Quijano went on to study political science at the modern campus of the National Autonomous University of Mexico. More than 300,000 students attend the sprawling university system free of tuition, a benefit considered so essential to public education in Mexico that students went on strike there this year after university officials proposed charging fees.

Advertisement

The strikers wouldn’t even accept a sliding scale for those who can afford it.

I asked Quijano how she feels when critics in this country accuse Mexico of failing to educate its citizenry, forcing the burden on the United States. She just rolled her eyes and sighed.

“I believe the attitudes of many people are a result of lack of knowledge,” she said, summoning her diplomatic restraint.

Quijano has had to frequently bite her tongue on controversial matters. Like the time ex-congressman Bob Dornan showed up unexpectedly at a Cinco de Mayo reception co-sponsored by the consulate. Dornan was looking to lure back Latino voters during his failed 1996 reelection campaign, but many had not forgiven his role in fomenting anti-immigrant hysteria by blaming his earlier loss on voter fraud by Mexicans, a trumped-up charge that did a lot of damage.

Quijano was publicly polite, but couldn’t help but mutter sarcastically in Spanish between clenched teeth: “Who invited that man?”

I asked the consul if she felt personally offended by political measures like Proposition 187, the failed drive to strip the undocumented of public benefits, even schooling.

“Ofendida no, pero triste,” she said. “Not offended, but sad. Because it shows a lack of respect and appreciation for the contributions that the Mexican people have always made toward the development of this country with their labor.”

Advertisement

Quijano could never be said to be anti-American. She married one. She met Peter Mooneyham, a mail carrier, while stationed in Seattle. (Officially, she attached his surname to hers with a hyphen.)

She says her husband is excited about the prospect of moving to Mexico, where he’ll continue learning Spanish. “My husband is very respectful of my position and of my culture,” she said.

Women are still a minority within the Mexican foreign ministry, Quijano said. Both her predecessor and her successor in Santa Ana--Miguel Angel Isidro, currently the deputy consul in Phoenix--are men.

But things are changing for women in Mexico. The country has female ambassadors in such places as France and Austria.
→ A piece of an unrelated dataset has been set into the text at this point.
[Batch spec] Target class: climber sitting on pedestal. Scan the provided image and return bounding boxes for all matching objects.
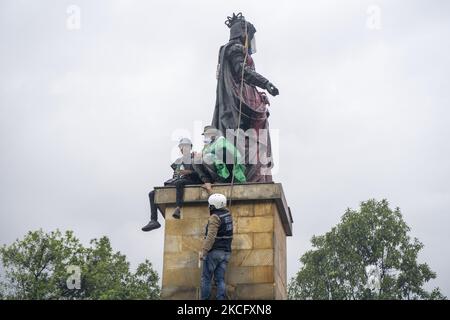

More importantly, Mexico’s current minister of Foreign Relations--the counterpart to U.S. Secretary of State Madeleine Albright--is also a woman, Rosario Green Macias.

In Mexico, feminism began at home.

“The first ones to prevent us from going to school used to be our parents,” said Quijano, who aspires to an ambassadorship. “But it’s not that way anymore.”

Her own mother, Maria de la Luz, never worked outside the home. But she was the disciplinarian who made sure Marisela, an only child, did her homework. Her mother is now 78 and still lives in Mexico City. She was widowed by her husband, Aurelio, 18 days after their 50th anniversary and nine days after he turned 94.

Advertisement

Quijano says the gratifying part of consular work is dealing directly with people. She says she has improved services provided to Mexican citizens through her agency, offering literacy training, referrals to community organizations and free legal advice on everything from work-related injuries to custody disputes.

And if you call the consular office in Santa Ana, you won’t get one of those annoying recorded phone responses. Quijano never wanted a machine to answer the public’s calls. Sometimes, when her staff of 13 is too busy to pick up the line, she’ll answer the phone herself from her modest second-story office.

The public thirsts for that personal contact, Quijano says.

“They’re calling us from other areas because people want to hear a human voice,” she says.

Quijano was on the phone when I stopped at her office. She was settling last-minute details for the parade, concerned that walking would be too tough in heels.

But, on second thought, she decided against riding in a car. Too aloof, she thought. Too imperial. The consul would have better contact with people on the street.